KARAOKÊ

Na vida real os karaokês, videokês e sei-lá-okês só têm música brega. Mas, isso é uma crônica, e crônicas não necessariamente devem reproduzir a vida literalmente. No meu mundo ideal, os karaokês, videokês e sei-lá-okês têm músicas novas, que quase ninguém conhece, uma lista quase infinita de músicas e atualizações praticamente diárias. Sim, eu viajei.

Mas a história é sobre dois amigos. Amigos de berço, tão unidos que há quem pense que são irmãos e outros, bom, outros dizem que não passam dum casal mal-avisado que não enxerga a vida real e não vêem que são mais que amigos. Cresceram juntos, estudaram juntos, viajavam juntos. E, um dia, sabe-se lá porque cargas d'água resolveram cantar jutos.

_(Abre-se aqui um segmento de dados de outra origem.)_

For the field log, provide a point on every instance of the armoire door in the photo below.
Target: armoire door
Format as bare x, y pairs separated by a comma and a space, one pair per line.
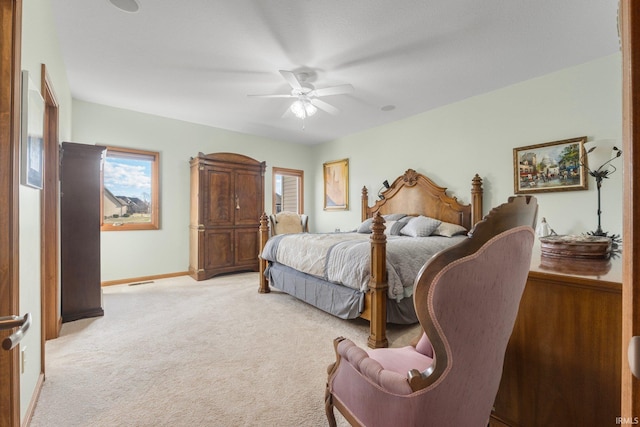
219, 207
248, 197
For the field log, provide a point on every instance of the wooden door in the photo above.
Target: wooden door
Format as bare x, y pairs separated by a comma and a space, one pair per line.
630, 35
217, 197
81, 295
249, 197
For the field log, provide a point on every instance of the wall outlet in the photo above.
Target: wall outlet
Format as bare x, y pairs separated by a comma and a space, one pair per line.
23, 359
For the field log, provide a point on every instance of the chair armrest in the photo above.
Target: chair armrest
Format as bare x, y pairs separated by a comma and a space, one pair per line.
372, 369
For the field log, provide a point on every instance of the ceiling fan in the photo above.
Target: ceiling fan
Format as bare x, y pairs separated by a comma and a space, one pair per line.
307, 96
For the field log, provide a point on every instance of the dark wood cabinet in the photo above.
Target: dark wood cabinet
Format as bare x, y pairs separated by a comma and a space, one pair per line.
80, 175
563, 362
227, 199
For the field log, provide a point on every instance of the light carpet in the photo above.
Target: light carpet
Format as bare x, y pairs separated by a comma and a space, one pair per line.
177, 352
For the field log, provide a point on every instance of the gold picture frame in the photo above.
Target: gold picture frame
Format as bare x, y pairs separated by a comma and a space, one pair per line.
336, 185
552, 166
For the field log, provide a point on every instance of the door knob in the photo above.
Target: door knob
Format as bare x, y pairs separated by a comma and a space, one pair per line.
633, 354
10, 322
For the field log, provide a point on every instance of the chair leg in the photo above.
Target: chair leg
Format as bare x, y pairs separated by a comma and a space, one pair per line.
328, 407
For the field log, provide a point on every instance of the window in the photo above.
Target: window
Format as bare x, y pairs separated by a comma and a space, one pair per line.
130, 190
288, 187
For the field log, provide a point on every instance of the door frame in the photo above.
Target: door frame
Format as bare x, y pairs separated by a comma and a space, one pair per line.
50, 225
629, 14
10, 64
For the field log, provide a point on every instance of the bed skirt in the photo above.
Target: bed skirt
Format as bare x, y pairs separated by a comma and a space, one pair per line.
338, 300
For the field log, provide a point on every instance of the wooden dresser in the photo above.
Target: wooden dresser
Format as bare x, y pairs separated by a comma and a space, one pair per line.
80, 177
562, 365
227, 199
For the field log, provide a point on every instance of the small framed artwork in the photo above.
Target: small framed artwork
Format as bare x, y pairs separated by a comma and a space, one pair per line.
336, 185
552, 166
31, 134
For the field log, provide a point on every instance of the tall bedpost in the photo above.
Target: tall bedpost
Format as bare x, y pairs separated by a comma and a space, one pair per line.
476, 199
263, 232
378, 285
365, 203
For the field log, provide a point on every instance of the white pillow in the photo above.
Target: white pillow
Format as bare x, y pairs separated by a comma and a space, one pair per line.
393, 228
365, 227
420, 226
447, 229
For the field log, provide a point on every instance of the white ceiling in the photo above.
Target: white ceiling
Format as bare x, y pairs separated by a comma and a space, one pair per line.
197, 60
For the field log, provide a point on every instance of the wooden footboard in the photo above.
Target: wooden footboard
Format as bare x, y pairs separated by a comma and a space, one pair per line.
412, 194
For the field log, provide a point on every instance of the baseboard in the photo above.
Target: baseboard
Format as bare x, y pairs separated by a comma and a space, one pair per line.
34, 400
144, 278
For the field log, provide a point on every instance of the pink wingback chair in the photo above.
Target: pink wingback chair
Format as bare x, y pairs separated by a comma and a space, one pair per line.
467, 299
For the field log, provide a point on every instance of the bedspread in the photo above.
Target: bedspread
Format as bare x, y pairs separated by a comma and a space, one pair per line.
344, 258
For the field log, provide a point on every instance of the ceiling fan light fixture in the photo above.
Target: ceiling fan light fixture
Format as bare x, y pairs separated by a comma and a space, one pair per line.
302, 108
131, 6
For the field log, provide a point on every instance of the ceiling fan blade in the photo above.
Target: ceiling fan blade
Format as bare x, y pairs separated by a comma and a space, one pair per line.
275, 95
291, 79
333, 90
324, 106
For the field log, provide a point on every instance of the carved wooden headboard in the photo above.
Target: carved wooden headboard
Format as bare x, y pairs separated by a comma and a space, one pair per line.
415, 194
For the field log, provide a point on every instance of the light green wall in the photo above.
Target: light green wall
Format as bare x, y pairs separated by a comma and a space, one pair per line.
39, 46
477, 135
450, 144
131, 254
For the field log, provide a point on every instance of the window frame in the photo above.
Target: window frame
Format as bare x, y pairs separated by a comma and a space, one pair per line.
154, 224
297, 173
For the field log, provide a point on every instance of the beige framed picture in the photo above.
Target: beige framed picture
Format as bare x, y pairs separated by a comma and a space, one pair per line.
336, 185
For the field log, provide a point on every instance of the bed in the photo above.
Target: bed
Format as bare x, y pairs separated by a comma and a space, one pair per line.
377, 280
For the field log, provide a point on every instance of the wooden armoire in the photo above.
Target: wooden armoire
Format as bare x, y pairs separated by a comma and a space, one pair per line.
80, 289
227, 199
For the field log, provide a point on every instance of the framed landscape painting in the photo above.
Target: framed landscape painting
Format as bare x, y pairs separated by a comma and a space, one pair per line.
336, 185
552, 166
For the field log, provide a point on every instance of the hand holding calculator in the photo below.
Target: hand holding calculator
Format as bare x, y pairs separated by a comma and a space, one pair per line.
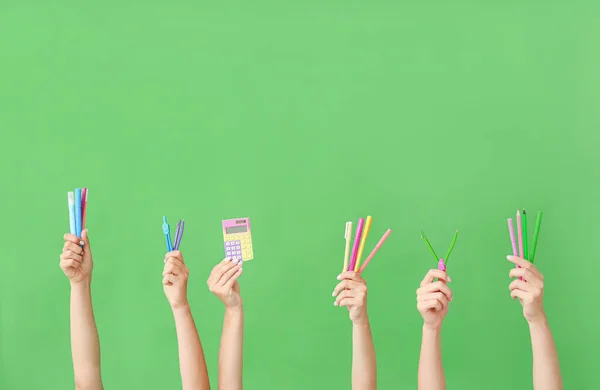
238, 239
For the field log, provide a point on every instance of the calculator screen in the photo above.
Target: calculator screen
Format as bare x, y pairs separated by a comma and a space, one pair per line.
236, 229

Não que eles nunca tivessem cantado juntos, faziam isso sempre. Mas, geralmete, era quando estavam sonolentos na praia, com aquela brisa fresca que faz com que relaxemos até a alma, sozinhos e na frente de casa, esperando alguém chegar com a chave (os dois avoados sempre esqueciam a chave). Mas dessa vez, cantaram juntos no karaokê, na frente de desconhecidos.

Enfim, cantaram. Afinados, um dueto lindo. Não perguntem a música, faz muito tempo, nem me lembro. Mas cantaram belamente, ela com sua voz aguda - meu Deus, chega a incomodar - e ele, com a voz doce, mas grave. Cantaram como se não tivesse ninguém no recinto, dançando da maneira que lhes vinha em mente. Estavam felizes, dois tímidos que agora podiam cantar no karaokê.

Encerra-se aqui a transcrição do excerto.